DRAFT: Add project ingestion to the DB to the project sync cron job

.github/workflows/deploy.yml

@@ -44,9 +44,6 @@ jobs:
         env:
           ECR_REPO: ${{ secrets.ECR_REPOSITORY }}
           INSTANCE_ID: ${{ secrets.EC2_INSTANCE_ID }}
-          PROJECTS_REPO_BRANCH: ${{ vars.PROJECTS_REPO_BRANCH }}
-          PROJECTS_GIT_SSH_KEY_PATH: ${{ vars.PROJECTS_GIT_SSH_KEY_PATH }}
-          PROJECTS_GIT_KNOWN_HOSTS_PATH: ${{ vars.PROJECTS_GIT_KNOWN_HOSTS_PATH }}
         run: |
           set -euo pipefail
 
@@ -57,10 +54,10 @@ jobs:
 
           PROJECTS_DIR="/opt/vertex-projects"

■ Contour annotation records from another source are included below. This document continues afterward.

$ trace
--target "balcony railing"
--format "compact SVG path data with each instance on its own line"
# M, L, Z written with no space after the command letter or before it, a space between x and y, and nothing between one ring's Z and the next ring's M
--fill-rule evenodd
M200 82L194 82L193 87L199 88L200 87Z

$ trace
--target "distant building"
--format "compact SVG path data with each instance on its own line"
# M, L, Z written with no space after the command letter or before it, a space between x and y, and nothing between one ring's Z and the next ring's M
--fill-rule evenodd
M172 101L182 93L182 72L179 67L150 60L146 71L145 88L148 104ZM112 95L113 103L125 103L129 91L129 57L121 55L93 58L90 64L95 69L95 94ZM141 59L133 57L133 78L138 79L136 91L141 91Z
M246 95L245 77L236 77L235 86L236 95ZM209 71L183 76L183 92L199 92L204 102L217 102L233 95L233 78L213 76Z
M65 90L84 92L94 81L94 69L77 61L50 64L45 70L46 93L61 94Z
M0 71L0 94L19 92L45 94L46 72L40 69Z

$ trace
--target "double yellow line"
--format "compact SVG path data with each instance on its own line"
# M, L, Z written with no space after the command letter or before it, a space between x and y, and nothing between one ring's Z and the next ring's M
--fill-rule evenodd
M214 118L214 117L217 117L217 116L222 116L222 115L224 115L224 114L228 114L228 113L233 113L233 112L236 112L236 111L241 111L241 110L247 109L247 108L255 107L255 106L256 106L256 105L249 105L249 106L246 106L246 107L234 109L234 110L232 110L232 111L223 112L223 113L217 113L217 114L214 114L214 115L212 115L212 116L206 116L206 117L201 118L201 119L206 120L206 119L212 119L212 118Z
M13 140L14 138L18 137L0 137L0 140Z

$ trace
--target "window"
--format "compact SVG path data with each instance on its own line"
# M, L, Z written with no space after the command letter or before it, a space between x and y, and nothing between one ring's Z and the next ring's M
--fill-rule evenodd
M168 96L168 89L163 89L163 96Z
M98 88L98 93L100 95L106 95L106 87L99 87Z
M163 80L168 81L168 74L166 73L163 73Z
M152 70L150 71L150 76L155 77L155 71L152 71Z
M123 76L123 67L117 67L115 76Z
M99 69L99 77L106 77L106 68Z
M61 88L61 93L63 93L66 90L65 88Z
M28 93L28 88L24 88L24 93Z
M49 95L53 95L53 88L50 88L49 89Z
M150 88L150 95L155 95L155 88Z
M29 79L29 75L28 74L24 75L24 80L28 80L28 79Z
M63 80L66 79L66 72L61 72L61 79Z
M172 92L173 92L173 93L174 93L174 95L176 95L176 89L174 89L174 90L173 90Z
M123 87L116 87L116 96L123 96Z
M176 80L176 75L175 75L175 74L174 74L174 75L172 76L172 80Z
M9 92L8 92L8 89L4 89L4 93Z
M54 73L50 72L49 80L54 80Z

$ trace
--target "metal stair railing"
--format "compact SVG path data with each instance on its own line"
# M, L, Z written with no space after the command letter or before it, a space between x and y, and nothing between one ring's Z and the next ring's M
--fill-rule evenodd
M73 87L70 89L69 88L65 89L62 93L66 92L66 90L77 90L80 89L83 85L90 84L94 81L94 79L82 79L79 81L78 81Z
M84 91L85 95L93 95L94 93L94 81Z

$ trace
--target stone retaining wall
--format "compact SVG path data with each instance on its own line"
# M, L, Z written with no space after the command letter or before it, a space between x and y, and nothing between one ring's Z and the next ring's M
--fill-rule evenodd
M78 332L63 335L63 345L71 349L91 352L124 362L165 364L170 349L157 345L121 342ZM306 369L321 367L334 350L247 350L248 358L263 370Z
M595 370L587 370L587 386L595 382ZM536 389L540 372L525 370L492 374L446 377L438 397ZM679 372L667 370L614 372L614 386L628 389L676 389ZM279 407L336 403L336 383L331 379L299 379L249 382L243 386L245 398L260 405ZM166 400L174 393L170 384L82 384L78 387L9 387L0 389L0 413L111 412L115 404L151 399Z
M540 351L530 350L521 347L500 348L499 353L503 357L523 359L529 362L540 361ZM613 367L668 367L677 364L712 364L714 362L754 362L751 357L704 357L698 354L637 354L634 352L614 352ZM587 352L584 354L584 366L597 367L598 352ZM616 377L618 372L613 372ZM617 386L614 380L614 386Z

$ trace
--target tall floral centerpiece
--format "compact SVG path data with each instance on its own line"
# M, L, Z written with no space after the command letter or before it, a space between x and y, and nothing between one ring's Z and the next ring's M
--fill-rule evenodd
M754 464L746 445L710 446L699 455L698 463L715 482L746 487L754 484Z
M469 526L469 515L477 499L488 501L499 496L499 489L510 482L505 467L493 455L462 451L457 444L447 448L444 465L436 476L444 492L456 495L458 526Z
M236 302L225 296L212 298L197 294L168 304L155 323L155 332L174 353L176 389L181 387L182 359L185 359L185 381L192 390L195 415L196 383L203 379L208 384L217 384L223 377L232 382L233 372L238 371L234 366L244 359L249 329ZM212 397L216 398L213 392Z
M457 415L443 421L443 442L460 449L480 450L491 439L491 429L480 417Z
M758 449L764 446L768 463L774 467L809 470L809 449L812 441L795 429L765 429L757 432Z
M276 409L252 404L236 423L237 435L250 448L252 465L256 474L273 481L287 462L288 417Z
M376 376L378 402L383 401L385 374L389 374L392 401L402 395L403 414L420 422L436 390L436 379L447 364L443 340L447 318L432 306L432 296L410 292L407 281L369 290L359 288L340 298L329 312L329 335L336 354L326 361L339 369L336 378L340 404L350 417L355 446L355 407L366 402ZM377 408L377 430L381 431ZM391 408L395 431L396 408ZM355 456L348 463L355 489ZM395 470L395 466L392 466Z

           PROJECTS_REPO_URL="git@github.com:ISARICResearch/VERTEX-projects.git"
-          PROJECTS_REPO_BRANCH="${PROJECTS_REPO_BRANCH:-main}"
+          PROJECTS_REPO_BRANCH="main"
           SYNC_SCRIPT_PATH="/usr/local/bin/vertex-sync-projects.sh"
-          PROJECTS_GIT_SSH_KEY_PATH="${PROJECTS_GIT_SSH_KEY_PATH:-/root/.ssh/vertex_projects_deploy_key}"
-          PROJECTS_GIT_KNOWN_HOSTS_PATH="${PROJECTS_GIT_KNOWN_HOSTS_PATH:-/root/.ssh/known_hosts}"
+          PROJECTS_GIT_SSH_KEY_PATH="/root/.ssh/vertex_projects_deploy_key"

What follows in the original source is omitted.